I also can't help but point out that data.table has the worst first FAQ answer I've ever seen in software documentation: https://cran.r-project.org/web/packages/data.table/vignettes.... Just astonishingly bad. I could write an essay about the unique and diverse ways in which this thing is both incredibly poorly organized and deeply user-hostile.
But if you truly have a need for speed on large datasets, it may be for you.
In what way data.table trumps dplyr? Genuinely interested in knowing.
While data.table is faster than dplyr, data manipulations with data.table are difficult to read/understand/maintain.
dplyr also grew into a full-fledge list of libraries to work on data-related projects (the tidyverse). These libraries are _very_ well thought out and enables productivity with minimal learning curve [anecdotal]
the easiest way to think about it is data.table is for people who are doing a lot of exploratory data analysis every day. If you're doing the same thing over and over, it makes sense to create a DSL specific to that task and optimize the hell out of it. that's basically data.table.
dplyr is for everyone else, and it's great and important that it exists, because most people don't want to (and shouldn't need to) learn a DSL to do some basic filtering/sorting/grouping of 100mb of data.
I disagree. Doing data manipulation one action at a time in a piped sequence is easiest to reason about because the state right before you apply a new operation is always clear.
data.table, on the other hand, is a fancy clever gadget with many knobs and buttons you have to turn and press just so to get the desired result. It's only simple if all you do is filter, group by, and summarize.
To illustrate, let's look at what you have to do in data.table in order to achieve the equivalent of a grouped filter in dplyr (from the dtplyr translation vignette):
dplyr:
df %>%
group_by(a) %>%
filter(b < mean(b))
data.table:
DT[DT[, .I[b < mean(b)],
by = .(a)]$V1]
Compared to the simple, declarative feel of the dplyr, there's a lot of weird stuff going on in the data.table version. You have to put DT inside itself? What is .I? Where did V1 come from? Janky stuff.
(And yes I know precisely what is going on in the data.table version, I just think it's ugly and illustrates my point about composability and legibility extremely well.)
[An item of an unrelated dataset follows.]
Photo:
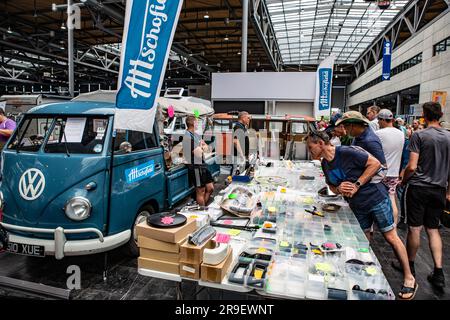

The reason data.table has all these independent knobs is because it wants you to cram your entire query into a single command, so it can optimize the query more easily and squeeze every drop of performance. NOT because it's more understandable, because it isn't.
The best of both worlds -- an optimizable query and one-action-at-a-time syntax -- can be achieved with a lazy system like Apache Spark or dtplyr.
One plus with dplyr is that I can share the code with non-R programmers (and even some non-programmers) and they can follow what is happening pretty easily, while data.table takes some more explanation.
dplyr API is not ideal in my experience. Overly verbose and confusing group/melt/cast operators. I much much prefer data.table. In your edit you mention concision, data.table is practically the platonic ideal of that!
Meh. Some people will never stop using Perl or APL because you can get anything done in five random characters (well, anything the language is optimized to express, everything else is a lot harder). I respect it but it's not for me.
The tidyverse has the most advanced and intuitive versions of all the things you mention IMO. It has evolved a lot in the past couple years and your impressions of it could be out of date.
There is also the dtplyr backend for data.table speed with dplyr syntax, but I don't even bother because dplyr is almost always fast enough for me.
I did go check out what's new in the tidyverse after your comment and was pleased to see new functions like pivot_wider and pivot_longer replacing the extremely confusing mess of spread and unite. So it's great to see the ecosystem evolving toward better usability. However I would hardly count it as a victory when late in the game you have to change the API for some core data manipulation functions because you made them too confusing the first time around.
I think you are also maybe assuming everyone has the same use-case as you for data manipulation libraries. If you are coming from a non-programming context and picking up R for the first time, no doubt tidyverse is the way to do that. The verbosity is obviously a benefit if you're having to read someone else's code and are not interested in learning a DSL just to understand what columns are being filtered on or dropped or whatever.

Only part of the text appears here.